Fort Laramie, called Fort John in the days of the American Fur Company, was used by them as a store-house for the bear and buffalo skins, which they collected in thousands. The old adobe enceinte, sketched and described by Frémont and Stansbury, soon disappeared after the place was sold to the United States government. Its former rival was Fort Platte, belonging in 1842—when the pale face first opened this road—to Messrs. Sybille, Adams, and Co., and situated immediately on the point of land at the junction of Laramie Fort with the Platte. "The climate here is arid and parching in summer, but in winter tolerably mild, considering the altitude—4470 feet-and the proximity of the Black Hills; yet it has seen hard frost in September. It is also well defended from the warm, moist, and light winds, which, coming from the Mexican Gulf, cause "calentures” on the lower course of the river. The soil around the settlement is gravelly and sterile, the rocks are sand, lime, and clay, and there is a solitary, desolate look upon every thing but the bright little stream that bubbles from the dark heights. The course is from S.W. to N.E.: about half way it bifurcates, with a right fork to the west and main fork east, and near Laramie it receives its main affluent, the Chugwater.

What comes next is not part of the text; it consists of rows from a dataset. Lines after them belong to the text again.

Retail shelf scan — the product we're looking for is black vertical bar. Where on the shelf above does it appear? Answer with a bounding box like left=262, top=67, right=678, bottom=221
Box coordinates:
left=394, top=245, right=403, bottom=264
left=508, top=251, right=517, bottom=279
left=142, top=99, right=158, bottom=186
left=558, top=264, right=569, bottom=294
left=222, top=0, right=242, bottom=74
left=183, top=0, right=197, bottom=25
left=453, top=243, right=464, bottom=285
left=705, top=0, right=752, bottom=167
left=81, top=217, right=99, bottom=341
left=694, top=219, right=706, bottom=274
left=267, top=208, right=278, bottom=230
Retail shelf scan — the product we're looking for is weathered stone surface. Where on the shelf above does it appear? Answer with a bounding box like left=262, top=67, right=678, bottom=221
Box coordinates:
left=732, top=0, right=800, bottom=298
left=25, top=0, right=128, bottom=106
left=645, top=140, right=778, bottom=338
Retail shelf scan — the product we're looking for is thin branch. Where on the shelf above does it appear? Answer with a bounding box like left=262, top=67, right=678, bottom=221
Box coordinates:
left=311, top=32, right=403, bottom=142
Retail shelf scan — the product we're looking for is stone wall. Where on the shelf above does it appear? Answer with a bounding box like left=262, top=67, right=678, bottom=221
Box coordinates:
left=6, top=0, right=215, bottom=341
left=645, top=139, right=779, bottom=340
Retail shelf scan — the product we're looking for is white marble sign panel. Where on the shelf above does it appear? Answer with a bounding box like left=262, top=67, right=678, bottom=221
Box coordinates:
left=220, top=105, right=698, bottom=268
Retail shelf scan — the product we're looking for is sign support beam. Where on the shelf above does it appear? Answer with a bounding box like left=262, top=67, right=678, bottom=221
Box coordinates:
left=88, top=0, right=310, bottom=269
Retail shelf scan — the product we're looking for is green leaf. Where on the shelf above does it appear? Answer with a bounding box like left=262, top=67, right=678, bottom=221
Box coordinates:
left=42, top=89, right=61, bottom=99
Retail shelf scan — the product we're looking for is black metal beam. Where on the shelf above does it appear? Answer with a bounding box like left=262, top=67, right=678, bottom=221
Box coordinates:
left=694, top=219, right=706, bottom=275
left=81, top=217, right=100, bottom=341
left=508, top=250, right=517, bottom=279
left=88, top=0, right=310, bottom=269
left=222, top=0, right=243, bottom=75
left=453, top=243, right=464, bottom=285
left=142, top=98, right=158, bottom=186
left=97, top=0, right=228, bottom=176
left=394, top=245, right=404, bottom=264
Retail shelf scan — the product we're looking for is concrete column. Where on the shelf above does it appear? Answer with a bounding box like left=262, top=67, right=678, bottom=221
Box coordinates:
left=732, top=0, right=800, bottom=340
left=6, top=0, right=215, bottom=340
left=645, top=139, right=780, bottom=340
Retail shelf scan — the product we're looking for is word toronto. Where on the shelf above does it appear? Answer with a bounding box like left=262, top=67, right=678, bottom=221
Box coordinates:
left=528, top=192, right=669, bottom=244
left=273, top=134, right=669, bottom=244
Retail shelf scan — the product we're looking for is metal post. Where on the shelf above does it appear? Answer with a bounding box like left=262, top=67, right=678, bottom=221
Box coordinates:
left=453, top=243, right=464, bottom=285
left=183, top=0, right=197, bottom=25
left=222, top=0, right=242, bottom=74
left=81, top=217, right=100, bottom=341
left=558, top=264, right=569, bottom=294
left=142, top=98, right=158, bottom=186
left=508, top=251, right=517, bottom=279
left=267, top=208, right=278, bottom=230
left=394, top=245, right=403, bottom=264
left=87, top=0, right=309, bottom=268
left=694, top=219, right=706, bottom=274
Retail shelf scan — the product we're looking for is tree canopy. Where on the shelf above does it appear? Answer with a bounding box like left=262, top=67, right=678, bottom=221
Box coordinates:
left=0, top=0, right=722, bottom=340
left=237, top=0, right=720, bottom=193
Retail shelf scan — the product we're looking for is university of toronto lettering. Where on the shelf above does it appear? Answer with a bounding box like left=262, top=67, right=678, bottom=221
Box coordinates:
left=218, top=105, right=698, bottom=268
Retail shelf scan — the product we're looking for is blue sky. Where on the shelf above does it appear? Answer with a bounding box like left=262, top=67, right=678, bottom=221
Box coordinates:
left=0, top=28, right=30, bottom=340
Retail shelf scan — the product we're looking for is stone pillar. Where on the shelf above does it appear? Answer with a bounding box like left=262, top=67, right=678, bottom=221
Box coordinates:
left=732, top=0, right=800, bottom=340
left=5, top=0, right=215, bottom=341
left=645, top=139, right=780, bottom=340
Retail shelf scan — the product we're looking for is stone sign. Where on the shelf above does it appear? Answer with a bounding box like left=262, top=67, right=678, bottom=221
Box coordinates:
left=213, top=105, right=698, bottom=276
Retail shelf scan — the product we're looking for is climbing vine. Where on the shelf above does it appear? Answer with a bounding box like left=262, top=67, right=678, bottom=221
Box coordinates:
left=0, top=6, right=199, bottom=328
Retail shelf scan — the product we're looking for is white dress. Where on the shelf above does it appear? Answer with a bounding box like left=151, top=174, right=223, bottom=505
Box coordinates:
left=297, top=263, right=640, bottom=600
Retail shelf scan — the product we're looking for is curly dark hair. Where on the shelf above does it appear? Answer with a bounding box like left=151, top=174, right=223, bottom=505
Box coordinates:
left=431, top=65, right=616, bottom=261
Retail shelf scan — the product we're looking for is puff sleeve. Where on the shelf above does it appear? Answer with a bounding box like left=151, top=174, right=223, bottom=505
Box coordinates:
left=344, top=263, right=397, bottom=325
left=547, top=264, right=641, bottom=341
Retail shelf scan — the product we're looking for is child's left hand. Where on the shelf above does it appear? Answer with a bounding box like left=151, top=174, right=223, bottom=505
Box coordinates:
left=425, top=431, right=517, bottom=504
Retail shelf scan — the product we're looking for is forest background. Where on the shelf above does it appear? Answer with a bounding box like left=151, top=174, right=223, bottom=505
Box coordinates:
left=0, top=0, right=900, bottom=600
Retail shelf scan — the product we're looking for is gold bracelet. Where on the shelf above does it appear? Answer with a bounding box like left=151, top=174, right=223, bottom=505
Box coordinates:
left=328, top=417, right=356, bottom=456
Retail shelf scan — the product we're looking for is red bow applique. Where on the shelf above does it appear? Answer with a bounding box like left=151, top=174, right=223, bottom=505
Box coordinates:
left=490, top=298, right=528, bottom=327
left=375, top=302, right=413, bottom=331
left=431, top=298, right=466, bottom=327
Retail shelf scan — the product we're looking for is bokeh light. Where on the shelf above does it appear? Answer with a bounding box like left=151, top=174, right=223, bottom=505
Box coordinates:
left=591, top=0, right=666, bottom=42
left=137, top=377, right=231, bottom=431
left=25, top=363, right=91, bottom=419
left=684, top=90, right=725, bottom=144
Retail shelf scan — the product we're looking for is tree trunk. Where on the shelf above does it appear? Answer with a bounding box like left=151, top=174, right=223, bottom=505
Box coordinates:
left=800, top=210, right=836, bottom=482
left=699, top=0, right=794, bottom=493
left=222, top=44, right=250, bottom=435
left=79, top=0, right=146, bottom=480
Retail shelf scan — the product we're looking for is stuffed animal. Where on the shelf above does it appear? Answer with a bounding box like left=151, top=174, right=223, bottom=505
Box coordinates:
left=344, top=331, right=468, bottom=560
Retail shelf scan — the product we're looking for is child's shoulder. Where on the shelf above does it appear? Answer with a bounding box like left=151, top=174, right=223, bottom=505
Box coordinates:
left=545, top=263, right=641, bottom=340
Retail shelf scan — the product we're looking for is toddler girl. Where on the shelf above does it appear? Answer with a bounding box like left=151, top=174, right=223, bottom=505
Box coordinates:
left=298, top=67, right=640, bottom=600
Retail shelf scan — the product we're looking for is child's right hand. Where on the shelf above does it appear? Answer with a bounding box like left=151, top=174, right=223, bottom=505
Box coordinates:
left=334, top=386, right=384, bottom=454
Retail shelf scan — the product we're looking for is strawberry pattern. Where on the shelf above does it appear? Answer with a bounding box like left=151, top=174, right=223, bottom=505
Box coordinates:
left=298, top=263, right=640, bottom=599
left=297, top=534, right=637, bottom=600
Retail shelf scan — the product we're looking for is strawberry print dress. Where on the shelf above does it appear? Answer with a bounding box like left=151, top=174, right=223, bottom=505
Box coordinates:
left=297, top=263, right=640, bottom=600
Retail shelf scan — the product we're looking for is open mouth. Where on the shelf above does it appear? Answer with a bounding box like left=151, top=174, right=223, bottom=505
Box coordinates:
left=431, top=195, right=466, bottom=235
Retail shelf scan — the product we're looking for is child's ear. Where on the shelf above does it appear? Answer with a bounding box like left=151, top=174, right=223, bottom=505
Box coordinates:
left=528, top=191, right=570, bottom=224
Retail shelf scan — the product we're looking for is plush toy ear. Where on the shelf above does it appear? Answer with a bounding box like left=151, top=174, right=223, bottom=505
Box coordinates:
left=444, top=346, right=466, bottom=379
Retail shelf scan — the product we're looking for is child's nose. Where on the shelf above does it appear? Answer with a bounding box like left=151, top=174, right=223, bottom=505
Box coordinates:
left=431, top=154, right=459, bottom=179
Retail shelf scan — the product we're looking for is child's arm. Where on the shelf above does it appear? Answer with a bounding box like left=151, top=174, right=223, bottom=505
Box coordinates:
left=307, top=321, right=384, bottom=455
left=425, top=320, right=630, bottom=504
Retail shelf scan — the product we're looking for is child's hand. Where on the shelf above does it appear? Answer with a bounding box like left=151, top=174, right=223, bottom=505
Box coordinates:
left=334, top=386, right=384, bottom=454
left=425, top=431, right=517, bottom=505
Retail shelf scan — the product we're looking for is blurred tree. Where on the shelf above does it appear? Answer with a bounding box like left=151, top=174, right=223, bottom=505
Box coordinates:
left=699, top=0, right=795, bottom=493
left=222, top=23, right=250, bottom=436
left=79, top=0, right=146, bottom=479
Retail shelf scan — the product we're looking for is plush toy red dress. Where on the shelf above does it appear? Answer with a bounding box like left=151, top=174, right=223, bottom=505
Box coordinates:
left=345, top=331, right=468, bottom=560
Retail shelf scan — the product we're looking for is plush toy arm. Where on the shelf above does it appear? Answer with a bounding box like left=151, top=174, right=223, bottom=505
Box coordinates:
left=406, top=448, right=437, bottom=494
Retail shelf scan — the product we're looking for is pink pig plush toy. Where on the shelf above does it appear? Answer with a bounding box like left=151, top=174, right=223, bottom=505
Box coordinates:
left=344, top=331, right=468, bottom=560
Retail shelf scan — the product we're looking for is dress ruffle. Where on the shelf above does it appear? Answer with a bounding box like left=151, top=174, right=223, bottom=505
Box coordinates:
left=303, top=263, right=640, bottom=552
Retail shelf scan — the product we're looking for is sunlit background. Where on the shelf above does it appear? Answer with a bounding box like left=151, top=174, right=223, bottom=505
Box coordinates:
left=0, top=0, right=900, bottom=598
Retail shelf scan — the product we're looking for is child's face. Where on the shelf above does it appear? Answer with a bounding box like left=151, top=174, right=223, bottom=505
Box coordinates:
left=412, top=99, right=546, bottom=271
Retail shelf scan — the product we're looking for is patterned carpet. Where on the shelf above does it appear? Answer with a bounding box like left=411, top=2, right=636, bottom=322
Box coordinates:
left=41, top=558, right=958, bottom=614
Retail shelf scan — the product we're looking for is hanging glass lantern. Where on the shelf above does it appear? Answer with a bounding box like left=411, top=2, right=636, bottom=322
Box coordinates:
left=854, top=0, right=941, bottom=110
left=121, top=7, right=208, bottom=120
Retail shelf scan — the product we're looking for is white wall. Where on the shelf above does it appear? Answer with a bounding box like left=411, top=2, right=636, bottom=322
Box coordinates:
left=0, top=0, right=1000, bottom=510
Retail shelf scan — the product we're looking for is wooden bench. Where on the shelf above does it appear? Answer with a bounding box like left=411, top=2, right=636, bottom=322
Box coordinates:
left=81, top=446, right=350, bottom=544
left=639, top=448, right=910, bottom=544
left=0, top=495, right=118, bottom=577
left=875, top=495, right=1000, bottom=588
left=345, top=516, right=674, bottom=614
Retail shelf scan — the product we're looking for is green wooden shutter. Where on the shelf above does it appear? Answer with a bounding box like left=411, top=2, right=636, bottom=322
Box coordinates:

My companion kindly introduced me to the officer commanding the fort, Colonel B. Alexander, 10th Infantry, and we were at once made at home. The amiable mistress of the house must find charitable work enough to do in providing for the wants of way-worn friends who pass through Laramie from east to west. We rested and dined in the cool comfortable quarters, with only one qualm at heart—we were so soon to leave them. On these occasions the driver seems to know by instinct that you are enjoying yourself, while he, as an outsider, is not. He becomes, therefore, unusually impatient to start; perhaps, also, time runs more rapidly than it is wont. At any rate, after a short two hours, we were compelled to shake hands with our kind and considerate hosts, and to return to limbo—the mail-wagon.
From Fort Laramie westward the geological formation changes; the great limestone deposits disappear, and are succeeded by a great variety of sandstones, some red, argillaceous, and compact; others gray or yellow, ferruginous, and coarse. Pudding-stones or conglomerates also abound, and the main chain of the Laramie Mountains is supposed to be chiefly composed of this rock.